In order to do our best at handling backwards incompatible data in EventLogging, when reading raw input JSON data during Refine, we do so with a schema made by merging the Hive tables schema + event JSONSchema. We assume that the Hive table has all potential fields it has ever seen, and the JSONSchema might have new ones.
When we merge the schemas, we also normalize them to avoid casing (and other) differences between SQL and non-SQL systems. Our field normalization also converts SQL incompatible chars in field names to '_'. So, $schema becomes _schema. When this merged schema is used to read the JSON data, it doesn't have a $schema field, and as such that field in the JSON data is lost.
In MEP, we don't really need to merge the JSONSchema with the Hive table schema anymore to read the JSON data anymore, so we should probably stop doing that eventually. However we do need to merge and normalize the event schema with the Hive table schema, in order to successfully write into it. If we do this now, we'd end up with a DataFrame that has two _schema fields in it: one all NULL from Hive, and one with real schema URIs from raw data.

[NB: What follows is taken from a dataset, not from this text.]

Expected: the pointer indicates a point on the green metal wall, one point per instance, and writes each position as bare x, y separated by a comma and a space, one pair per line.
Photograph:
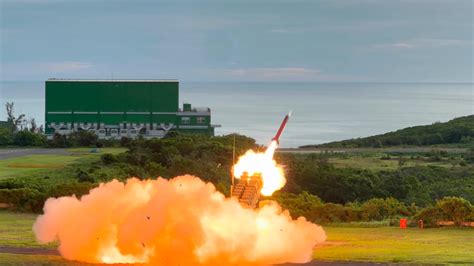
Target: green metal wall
107, 98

We definitely need to avoid normalizing the schema before reading. Once we do that, @joal and I came up with possible solutions to solve the double _schema field problem.
- Easy fix: Drop all _schema columns from all Hive tables. The next time data is refined, the actual $schema will be read in with real values, and then the field name will be normalized to _schema before writing.
- Correct fix: When merging, keep track of what fields get name changes due to normalization, and drop any columns from the Hive side DataFrame that will be normalized. This effectively chooses the input side normalized column over the Hive side one.
The correct fix sounds great, but will be difficult to implement for nested struct fields. We have to somehow recurse into a DataFrame and rebuild it using a new schema with a different number of fields, or figure how to normalize by recursively renaming columns in a DataFrame, not just a StructType schema like we do now.